The circuit looks simple and straightforward and does a good job driving a 150:600 stepup transformer (represented in the schemo by the 150ohm load R).

What I wanna know is - what purpose does the 27pF capacitor C1 serve in the circuit? It seems to me it would hurt rather than help by making the IC drive a more capacitive load. But it must do something good or they wouldn't've put it in. What's goin' on here?

Have a good day :cool:
 
It's a bit odd. But emitter followers usually exhibit a bit of a negative input impedance at high frequencies, so it may have been determined empirically that it quelled ringing or oscillation. It is small enough that by itself it wouldn't get the 356 in trouble, at least.
 
> it must do something good or they wouldn't've put it in.

Don't bet on it.

Some designers are minimalists. Muntz would study the prototype TV sets his people built, then reach in with wire-cutters (live!) and cut a part out. If the TV kept working (it often did), the designer was scolded for wastefulness. But you find other "designs" with lots of excess parts. Commercial designs tend to have less of this, but sometimes you find 100pFd caps sprinkled like salt.

> making the IC drive a more capacitive load.

Yeah, but 30pFd on a LF356 is small. I'd figure 30pFd stray capacitance at any node (true, I'm more an Octal-guy than a DIP-head). The BiFET output is around 300Ω, 300Ω and 30pFd is almost 2Mhz. As bcarso says, it probably slumps the 356 phase just enough to not ring from the added phase shift in the transistors. I'd grab the wire-cutters and try without it. Unless you "listen" on a 10MHz oscilloscope, it may not be needed.

For that matter: what the heck does R5 330Ω add to the plot? OK, it "fixes" the fact they use dissimilar devices at Q6 Q5 and at Q3 Q4. Note that if R5 is cut-out, Q6=Q4 and Q5=Q3, and R1 R2 are made zero, both stages run at the same current, fixed by resistors R3 R4. That's not very stable, but if R1 R2 drop 20mV to 60mV, the output stage runs at 1/2 to 1/10th of driver current and is very stable. R3 R4 pass 4mA, so you can set output stage current to 2mA to 0.4mA with R1 R2 of 10Ω to 150Ω. 5Ω will work well too. Now you not only save a resistor, you save the trouble and cost of stocking twice as many transistor types and getting them stuffed in the right holes.

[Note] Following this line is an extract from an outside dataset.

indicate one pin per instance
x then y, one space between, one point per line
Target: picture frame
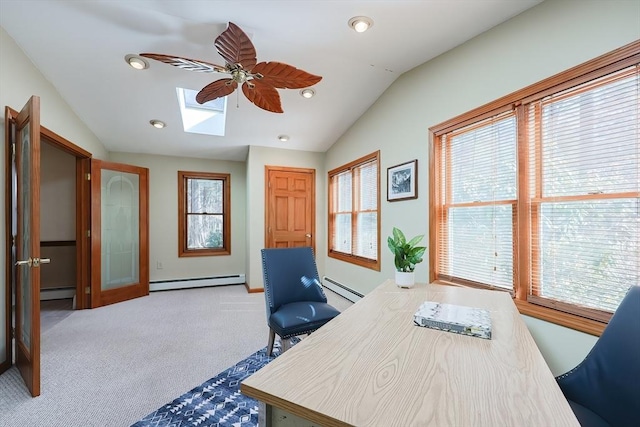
402 181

I must note that +/-20V is probably illegal for LF356, though I would expect it to work for days or decades. (Yeah, I've put 500V on 60V-rated parts in simulation; it mostly works, though my 1N1002 model breaks-down at 100.1V exactly....)
 
I believe the 356s in this 1981-vintage board (ADM) were a certain suffix that could take up to 22v.
I have experimentally tried such chips as OPA134 and OPA627 in this circuit and haven't blown any up yet :grin:
The 627 sounds really good and measures well. Expensive though. I have 'em in a couple of channel outputs.
I've also tried the NE5534 (the mfr must have tried them too since there's holes in the PC board for the compensation cap betwixt pins 5 & 8), the OPA604 also, and the LM318 works very well too.
They all surpass the 356 which I think is a poor choice.

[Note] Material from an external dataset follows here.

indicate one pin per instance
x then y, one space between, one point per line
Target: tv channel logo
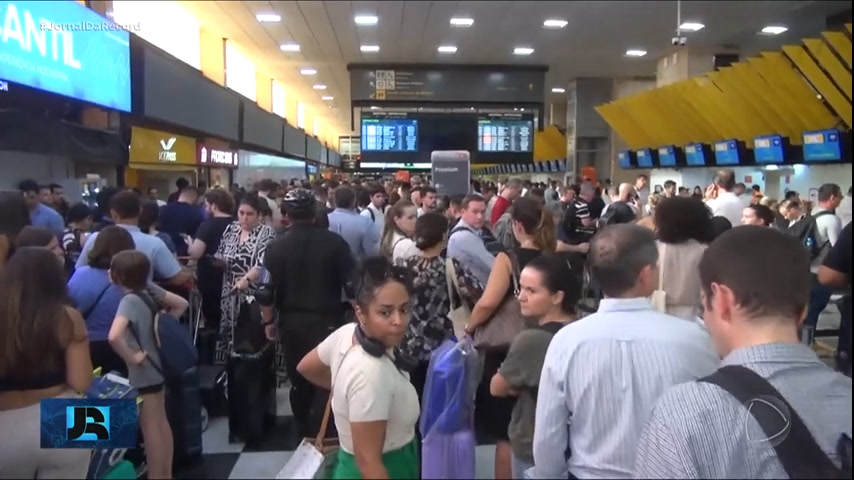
89 423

I've tried taking out the 330ohm resistor and, though the idle current through the output Qs increases, the distortion into a transformer load increases too. So back in it went.
 
Sims show the 27p about right to reduce what is otherwise about 2 dB of peaking in the response of the buffer alone when driven from 1k. One might think that the op amp's output Z would be much lower than this, but then recall that the output Z will be rising at high frequencies. In this case the peaking is at about 6MHz without the cap.

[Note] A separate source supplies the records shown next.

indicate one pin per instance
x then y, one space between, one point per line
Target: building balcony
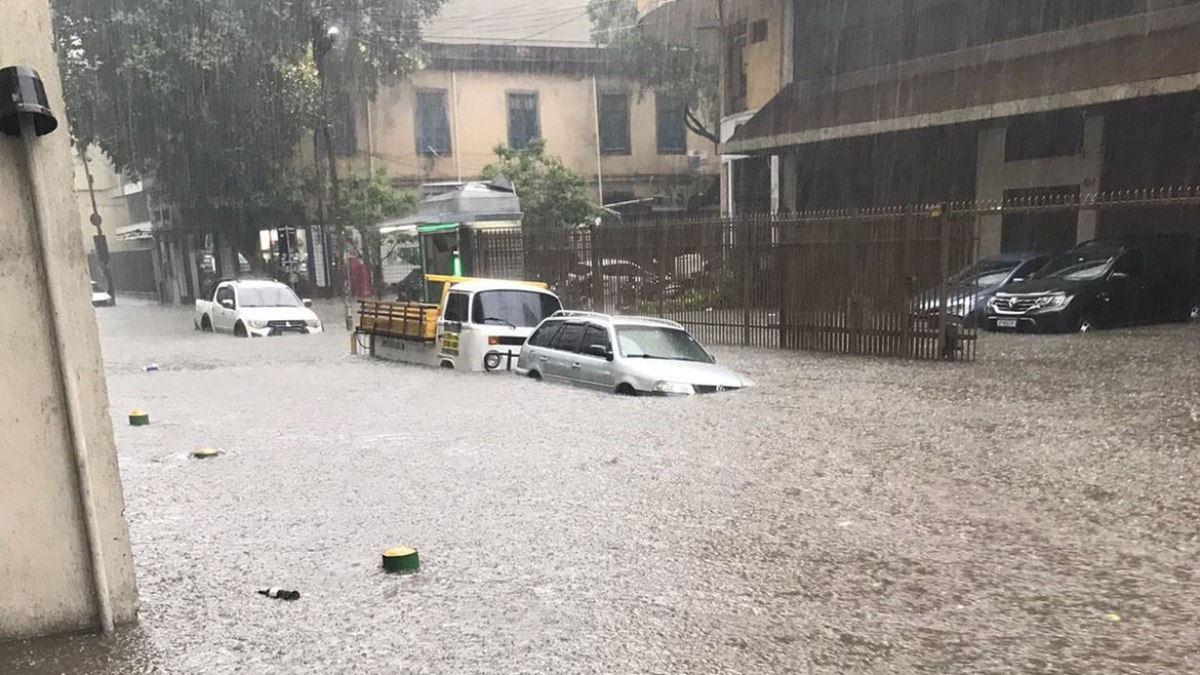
1134 57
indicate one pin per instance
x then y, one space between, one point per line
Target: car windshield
985 273
1079 266
519 309
267 297
655 342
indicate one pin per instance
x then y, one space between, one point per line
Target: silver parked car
625 354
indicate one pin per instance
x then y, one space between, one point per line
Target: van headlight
673 388
1053 300
492 360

The impact of the 330 ohm is indeed puzzling. Again sims (taken with a grain of salt) show the distortion into the given 150 ohm resistive load to be much lower without the resistor there. The 330 ohm also steals away a lot of the current for the driver Q's (337uA with, 4.1mA without) and makes the whole buffer about an octave slower.

The distortion in the sim at 1kHz, 5V peak in is 0.55% with the 330, 0.12% without, and it is mostly third.

Typically, one sees resistors like that in a different topology, like Locanthi's "T-Circuit", with cascades of emitter followers of the same polarity on upper and lower halves, and a big bias network at the input between to make up all the Vbe drops.
 
[quote author="bcarso"]...The impact of the 330 ohm is indeed puzzling. Again sims (taken with a grain of salt) show the distortion into the given 150 ohm resistive load to be much lower without the resistor there. The 330 ohm also steals away a lot of the current for the driver Q's (337uA with, 4.1mA without) and makes the whole buffer about an octave slower...[/quote]

Yes, what you say is true. I'm using as an analyzer a PC application called AudioTester which uses my soundcard as a signal source and as a spectrum analyzer or distortion plotter. Perhaps the transformer has something to do with the results I'm getting. Or my measurement method is flawed.
 
Hm. Whenever I get time I may do more detailed testing.
Keep in mind too that my tests are with the buffer in the middle of an opamp feedback loop - whatever difference that may make.
In any case the distortion is pretty low.